Endocrinology Unit (L.I.), Hospital Sant Joan de Déu, University of Barcelona, 08950 Barcelona, Spain; Medical Research Council Epidemiology Unit (K.O.), Cambridge CB2 2QQ, United Kingdom; Department of Paediatrics (K.O., D.B.D.), University of Cambridge, Cambridge CB2 1TN, United Kingdom; and Department of Pediatrics (F.d.Z.), University of Leuven, B-3000 Leuven, Belgium

Address all correspondence and requests for reprints to: Lourdes Ibáñez, M.D., Ph.D., Endocrinology Unit, Hospital Sant Joan de Déu, University of Barcelona, Passeig de Sant Joan de Déu, 2, 08950 Esplugues, Barcelona, Spain. E-mail: libanez{at}hsjdbcn.org.

	Abstract

Top Abstract Introduction Subjects and Methods Results Discussion References

 
Context and Objective: Low birth weight followed by rapid postnatal weight gain is associated with long-term risks for central obesity and insulin resistance. However, the timing of these changes is unclear.

Setting, Design, and Patients: This was a longitudinal cohort study in low birth weight (SGA; birth weight < –2 SD; n = 29) and normal birth weight (AGA; n = 22) children from Barcelona.

Main Outcome Measures: Body composition, by dual-energy x-ray absorptiometry scan, and insulin sensitivity, assessed longitudinally at ages 2, 3, and 4 yr, were measured.

Results: Mean height, weight, and body mass index at ages 2, 3, and 4 yr were not different between SGA and AGA children. At age 2 yr, SGA children had similar body composition but were more insulin sensitive than AGA children and had lower serum IGF-I levels and lower neutrophil counts. Between ages 2 and 4 yr, despite similar gains in weight and body mass index, SGA children gained more abdominal fat and body adiposity and less lean mass than AGA children; by age 4 yr, SGA children had greater adiposity, insulin resistance, and higher neutrophil counts than AGA children (P = 0.01–0.0004). In SGA children, total and abdominal fat mass at 4 yr was more closely related to rate of weight gain between 0 and 2 yr (P = 0.002–0.0003) than between 2 and 4 yr (P = 0.04–0.1).

Conclusion: Consequent to catch-up weight gain between birth and 2 yr, SGA children showed a dramatic transition toward central adiposity and insulin resistance between ages 2 and 4 yr. Understanding the mechanisms underlying this predisposition to adverse future health could lead to specific preventive interventions during early childhood.

	Introduction

Top Abstract Introduction Subjects and Methods Results Discussion References

 
THE SEQUENCE OF low birth weight followed by rapid weight gain during early postnatal life has been associated with increased long-term risks for central obesity, insulin resistance, and ultimately impaired glucose tolerance, type 2 diabetes, and cardiovascular disease (1, 2, 3).

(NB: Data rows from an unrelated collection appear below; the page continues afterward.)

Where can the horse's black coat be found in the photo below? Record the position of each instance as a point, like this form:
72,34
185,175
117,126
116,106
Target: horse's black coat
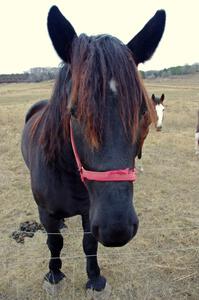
102,123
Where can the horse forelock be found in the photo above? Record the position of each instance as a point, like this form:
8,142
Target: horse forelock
85,85
96,62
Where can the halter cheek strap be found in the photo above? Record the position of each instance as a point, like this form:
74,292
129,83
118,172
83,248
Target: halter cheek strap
112,175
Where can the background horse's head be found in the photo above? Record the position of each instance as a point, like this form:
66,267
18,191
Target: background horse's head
105,97
159,107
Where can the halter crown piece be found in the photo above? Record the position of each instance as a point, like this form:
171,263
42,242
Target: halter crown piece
112,175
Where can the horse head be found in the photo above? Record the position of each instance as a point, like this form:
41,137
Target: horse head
159,107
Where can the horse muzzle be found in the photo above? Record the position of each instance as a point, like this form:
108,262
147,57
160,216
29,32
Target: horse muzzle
115,234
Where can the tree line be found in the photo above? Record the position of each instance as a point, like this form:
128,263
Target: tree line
43,74
173,71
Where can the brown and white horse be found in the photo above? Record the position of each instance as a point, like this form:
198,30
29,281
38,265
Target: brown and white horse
159,107
197,135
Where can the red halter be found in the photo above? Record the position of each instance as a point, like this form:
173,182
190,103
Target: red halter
113,175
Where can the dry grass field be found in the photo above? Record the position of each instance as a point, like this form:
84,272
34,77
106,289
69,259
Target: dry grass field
162,262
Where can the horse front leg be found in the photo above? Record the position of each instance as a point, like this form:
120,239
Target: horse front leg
55,245
96,281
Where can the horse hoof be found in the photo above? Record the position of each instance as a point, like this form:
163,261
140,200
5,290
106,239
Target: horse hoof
53,290
99,295
54,277
97,284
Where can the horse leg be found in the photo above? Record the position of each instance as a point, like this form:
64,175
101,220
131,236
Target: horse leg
55,245
90,244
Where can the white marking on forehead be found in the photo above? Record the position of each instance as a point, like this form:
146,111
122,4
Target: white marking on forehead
112,85
160,114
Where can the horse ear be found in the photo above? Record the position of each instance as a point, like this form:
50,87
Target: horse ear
146,41
162,98
61,33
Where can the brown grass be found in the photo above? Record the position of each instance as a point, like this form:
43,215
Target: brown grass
162,262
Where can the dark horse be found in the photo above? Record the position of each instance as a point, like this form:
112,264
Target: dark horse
81,145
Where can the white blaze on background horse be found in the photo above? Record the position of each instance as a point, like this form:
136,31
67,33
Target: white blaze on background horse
159,107
197,135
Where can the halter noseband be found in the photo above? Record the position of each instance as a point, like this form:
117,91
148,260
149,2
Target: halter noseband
113,175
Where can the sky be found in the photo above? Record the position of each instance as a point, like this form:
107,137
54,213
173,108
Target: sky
24,40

However, the exact timing of the rapid weight gain that contributes to these long-term risks continues to be debated. On the one hand, several contemporary birth cohort studies show that very early infant weight gains between birth and age 1–2 yr old (4), or even as early as birth to 1 wk of age (5), are positively associated with subsequent obesity risks. In support of these findings, insulin sensitivity is already reduced by the age of 1 yr in infants who were born small for gestational age (SGA) and who showed a rapid catch-up in infancy, especially in weight (6). This trend shows a steady progression up to age 3 yr, particularly in those SGA children with postnatal upward weight centile crossing (7), and is accompanied by a parallel increase in circulating IGF-I levels (8). Furthermore, in most SGA children, catch-up is largely completed by age 2 yr; by this age height and weight are similar to children born appropriate for gestational age (AGA) (9). On the other hand, other mainly historical studies of adults with cardiovascular disease and type 2 diabetes have reported that gain in weight and body mass index (BMI) during early childhood, but after infancy, is an important factor, both for body fat mass and the disease consequences (10). For example, in the Finnish birth cohort, rapid weight gains in weight and BMI between ages 2 and 11 yr predicted increased risk for cardiovascular disease (11).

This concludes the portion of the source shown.